Tuesday, December 25, 2007

From Salon to Atelier at the House of Dior…

Paradoxically, the world of the ateliers is light year’s away from the glamour of the couture salons, with their Baccarat crystal chandeliers, Louis XV furnishings, and thick carpeting (in a business where discretion is paramount, the couture houses will often employ thick carpeting throughout to muffle the private conversations between a vendeuse and her clients).

Beyond the House of Dior’s recently refurbished public spaces (courtesy of Peter Marino) with their signature pearl grey accents, shiny reflective surfaces, and artfully placed objets d’art, lies one space the general public never sees. It is the salon where couture’s regular club members come to inspect the clothes close up and try them on for size. It’s decorated with a mishmash (though no less expensive) array of furnishings, while a corner of the room is lined with racks filled with the seasons’ creations. To those accustomed to buying haute couture there is an air of informality that reigns here, as customers try on clothes in front of mirrors and discuss fittings with their vendeuse.

But as one leaves the salon to walk up to the workrooms, the carpeting becomes almost threadbare, and in some cases non existent. The ateliers, which usually occupy the upper most level or attic space of a house, are monastic by comparison. It is here that the seamstresses labor for hours to create the most luxurious garments in the world.
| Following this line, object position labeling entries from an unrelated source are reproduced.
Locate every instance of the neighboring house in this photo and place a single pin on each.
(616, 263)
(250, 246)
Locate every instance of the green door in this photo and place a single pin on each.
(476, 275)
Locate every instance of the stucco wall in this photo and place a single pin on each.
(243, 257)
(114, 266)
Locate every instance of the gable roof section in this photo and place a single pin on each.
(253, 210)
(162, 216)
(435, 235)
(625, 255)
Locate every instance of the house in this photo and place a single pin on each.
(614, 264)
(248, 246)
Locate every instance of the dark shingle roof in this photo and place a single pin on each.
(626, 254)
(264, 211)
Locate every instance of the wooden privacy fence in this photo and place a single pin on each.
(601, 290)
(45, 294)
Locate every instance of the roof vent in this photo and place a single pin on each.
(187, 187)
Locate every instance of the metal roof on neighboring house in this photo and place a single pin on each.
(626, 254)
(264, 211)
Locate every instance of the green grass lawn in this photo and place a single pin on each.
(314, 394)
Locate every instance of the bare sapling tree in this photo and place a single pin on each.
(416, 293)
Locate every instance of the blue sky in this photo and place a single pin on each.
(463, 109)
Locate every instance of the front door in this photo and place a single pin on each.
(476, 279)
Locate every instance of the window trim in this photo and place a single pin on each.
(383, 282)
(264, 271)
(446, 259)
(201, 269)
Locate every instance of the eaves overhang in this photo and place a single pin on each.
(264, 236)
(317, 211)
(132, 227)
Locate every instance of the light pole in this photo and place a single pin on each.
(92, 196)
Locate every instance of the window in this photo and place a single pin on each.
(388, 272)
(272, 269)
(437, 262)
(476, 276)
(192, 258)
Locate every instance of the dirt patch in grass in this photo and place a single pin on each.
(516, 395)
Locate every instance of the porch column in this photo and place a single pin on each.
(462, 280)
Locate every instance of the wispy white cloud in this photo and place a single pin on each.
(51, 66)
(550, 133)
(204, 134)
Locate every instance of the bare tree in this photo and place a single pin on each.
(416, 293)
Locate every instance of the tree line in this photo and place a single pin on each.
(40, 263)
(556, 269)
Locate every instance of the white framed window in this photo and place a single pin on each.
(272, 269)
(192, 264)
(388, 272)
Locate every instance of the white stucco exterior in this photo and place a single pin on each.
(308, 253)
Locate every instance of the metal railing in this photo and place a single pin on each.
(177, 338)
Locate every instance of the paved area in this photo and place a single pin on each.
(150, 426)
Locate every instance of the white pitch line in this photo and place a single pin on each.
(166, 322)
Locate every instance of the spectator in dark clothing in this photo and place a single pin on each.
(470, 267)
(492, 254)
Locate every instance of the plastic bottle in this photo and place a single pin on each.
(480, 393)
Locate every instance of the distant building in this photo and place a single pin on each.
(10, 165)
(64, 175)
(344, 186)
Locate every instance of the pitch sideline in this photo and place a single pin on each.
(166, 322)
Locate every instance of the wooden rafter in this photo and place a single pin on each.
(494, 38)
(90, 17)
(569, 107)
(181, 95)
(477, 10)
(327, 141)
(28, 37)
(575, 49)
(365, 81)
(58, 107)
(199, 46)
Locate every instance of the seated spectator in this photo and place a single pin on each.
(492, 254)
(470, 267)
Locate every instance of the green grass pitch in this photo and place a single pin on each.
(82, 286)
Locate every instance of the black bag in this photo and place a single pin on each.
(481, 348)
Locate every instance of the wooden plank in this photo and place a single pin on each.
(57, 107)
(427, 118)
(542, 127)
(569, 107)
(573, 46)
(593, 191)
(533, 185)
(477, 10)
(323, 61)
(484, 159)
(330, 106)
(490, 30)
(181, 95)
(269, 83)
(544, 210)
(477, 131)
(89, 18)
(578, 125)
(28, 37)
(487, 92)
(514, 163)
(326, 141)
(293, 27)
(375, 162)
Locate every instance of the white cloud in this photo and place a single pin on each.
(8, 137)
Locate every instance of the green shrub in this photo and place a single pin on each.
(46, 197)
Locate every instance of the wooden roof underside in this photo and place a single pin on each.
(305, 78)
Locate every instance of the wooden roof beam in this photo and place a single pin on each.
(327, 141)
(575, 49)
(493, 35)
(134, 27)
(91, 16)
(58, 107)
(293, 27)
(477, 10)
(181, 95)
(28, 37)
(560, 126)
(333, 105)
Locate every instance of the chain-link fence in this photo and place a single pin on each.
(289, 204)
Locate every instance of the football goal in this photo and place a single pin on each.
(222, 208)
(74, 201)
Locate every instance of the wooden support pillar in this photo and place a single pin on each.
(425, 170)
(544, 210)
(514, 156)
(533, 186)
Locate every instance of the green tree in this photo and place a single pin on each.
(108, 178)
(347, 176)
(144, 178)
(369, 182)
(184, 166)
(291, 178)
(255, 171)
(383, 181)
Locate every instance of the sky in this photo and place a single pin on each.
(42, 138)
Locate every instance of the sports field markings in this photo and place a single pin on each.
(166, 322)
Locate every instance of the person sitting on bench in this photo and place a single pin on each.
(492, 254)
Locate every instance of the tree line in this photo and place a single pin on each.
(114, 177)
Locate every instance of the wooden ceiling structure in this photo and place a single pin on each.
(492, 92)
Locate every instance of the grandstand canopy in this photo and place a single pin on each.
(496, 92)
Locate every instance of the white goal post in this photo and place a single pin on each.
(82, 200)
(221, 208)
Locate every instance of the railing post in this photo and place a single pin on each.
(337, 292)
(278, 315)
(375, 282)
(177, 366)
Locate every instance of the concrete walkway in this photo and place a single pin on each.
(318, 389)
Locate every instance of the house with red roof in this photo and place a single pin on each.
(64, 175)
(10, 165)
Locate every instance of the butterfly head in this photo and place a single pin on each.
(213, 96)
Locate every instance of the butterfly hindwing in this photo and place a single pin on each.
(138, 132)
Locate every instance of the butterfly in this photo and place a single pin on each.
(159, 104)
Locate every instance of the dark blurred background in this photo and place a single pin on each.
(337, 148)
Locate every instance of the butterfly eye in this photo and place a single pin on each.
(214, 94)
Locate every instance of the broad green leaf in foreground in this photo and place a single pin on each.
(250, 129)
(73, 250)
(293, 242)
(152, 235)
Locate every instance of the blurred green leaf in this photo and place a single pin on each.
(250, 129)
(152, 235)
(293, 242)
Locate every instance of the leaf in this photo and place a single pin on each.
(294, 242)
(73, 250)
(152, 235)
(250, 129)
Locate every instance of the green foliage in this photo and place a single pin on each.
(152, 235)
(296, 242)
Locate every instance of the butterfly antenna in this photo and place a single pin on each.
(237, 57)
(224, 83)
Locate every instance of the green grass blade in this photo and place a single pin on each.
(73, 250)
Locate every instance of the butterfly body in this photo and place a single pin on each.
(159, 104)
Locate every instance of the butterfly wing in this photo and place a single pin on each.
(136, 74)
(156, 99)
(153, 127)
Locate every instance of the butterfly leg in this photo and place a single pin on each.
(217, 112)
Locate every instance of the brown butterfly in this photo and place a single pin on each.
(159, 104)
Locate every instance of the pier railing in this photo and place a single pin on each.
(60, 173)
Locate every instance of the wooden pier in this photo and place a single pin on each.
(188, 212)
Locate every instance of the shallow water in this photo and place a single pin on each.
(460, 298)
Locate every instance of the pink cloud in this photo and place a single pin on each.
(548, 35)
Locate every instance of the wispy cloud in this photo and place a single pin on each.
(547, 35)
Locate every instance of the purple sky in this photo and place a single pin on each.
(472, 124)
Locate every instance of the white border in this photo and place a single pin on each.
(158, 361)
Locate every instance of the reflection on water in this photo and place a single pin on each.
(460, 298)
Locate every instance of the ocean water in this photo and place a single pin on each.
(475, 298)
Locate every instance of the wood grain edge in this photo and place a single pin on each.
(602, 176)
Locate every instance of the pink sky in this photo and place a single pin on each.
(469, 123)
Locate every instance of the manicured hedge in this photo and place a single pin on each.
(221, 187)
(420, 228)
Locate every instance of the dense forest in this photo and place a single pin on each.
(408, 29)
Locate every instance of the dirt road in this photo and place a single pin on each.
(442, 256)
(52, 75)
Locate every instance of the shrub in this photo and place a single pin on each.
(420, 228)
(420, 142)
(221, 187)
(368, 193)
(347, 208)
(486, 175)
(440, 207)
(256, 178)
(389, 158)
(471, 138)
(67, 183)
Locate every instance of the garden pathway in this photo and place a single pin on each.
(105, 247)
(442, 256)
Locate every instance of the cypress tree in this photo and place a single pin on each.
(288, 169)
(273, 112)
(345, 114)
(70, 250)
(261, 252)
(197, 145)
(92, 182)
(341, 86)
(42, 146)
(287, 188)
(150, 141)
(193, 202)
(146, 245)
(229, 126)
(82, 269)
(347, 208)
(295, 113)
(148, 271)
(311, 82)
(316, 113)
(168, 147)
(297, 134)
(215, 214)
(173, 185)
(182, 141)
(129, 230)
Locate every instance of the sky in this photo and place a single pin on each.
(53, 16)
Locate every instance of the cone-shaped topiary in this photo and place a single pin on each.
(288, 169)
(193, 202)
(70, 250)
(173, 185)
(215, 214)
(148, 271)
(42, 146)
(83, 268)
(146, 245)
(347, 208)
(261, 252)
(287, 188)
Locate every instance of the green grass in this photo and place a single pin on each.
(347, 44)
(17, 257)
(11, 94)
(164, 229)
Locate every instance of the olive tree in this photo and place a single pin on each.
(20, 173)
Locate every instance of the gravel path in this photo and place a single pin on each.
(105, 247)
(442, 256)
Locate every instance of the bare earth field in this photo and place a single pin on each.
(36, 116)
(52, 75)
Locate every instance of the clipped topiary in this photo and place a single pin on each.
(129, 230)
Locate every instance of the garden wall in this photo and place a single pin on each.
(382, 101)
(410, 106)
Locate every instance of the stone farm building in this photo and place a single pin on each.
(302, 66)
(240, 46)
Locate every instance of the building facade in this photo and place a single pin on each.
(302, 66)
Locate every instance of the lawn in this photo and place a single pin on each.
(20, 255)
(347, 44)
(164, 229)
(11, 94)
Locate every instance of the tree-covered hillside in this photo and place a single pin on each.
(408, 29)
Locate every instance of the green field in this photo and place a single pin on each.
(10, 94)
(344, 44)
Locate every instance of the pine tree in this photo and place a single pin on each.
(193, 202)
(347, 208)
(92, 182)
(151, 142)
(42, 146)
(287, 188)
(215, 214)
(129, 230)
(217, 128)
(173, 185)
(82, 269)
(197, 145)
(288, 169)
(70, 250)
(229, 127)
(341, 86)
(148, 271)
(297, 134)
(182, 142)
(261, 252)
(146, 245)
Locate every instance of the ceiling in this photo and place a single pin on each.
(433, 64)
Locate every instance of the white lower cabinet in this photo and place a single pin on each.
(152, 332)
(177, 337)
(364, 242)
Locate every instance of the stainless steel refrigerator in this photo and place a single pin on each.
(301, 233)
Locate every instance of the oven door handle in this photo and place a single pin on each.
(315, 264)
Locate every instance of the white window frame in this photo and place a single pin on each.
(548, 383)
Despite a huge cultural shift in the way couture is presented, many of the industry's traditions haven't changed. The heads of the ateliers still say that multiple fittings remain essential, and the process still takes weeks. Giorgio Armani, who recently started his couture business, is one of the quickest to turn around an order: four weeks for a suit.

At Dior, like the other houses, once an order has been taken dressmakers build a dummy, based on a new client's measurements at the first fitting, which is kept in storage for future orders. It is not uncommon to find mannequins padded out to match an owner's expanding waistline- some showing more than 60 years of expansion that the clients themselves will never get to see.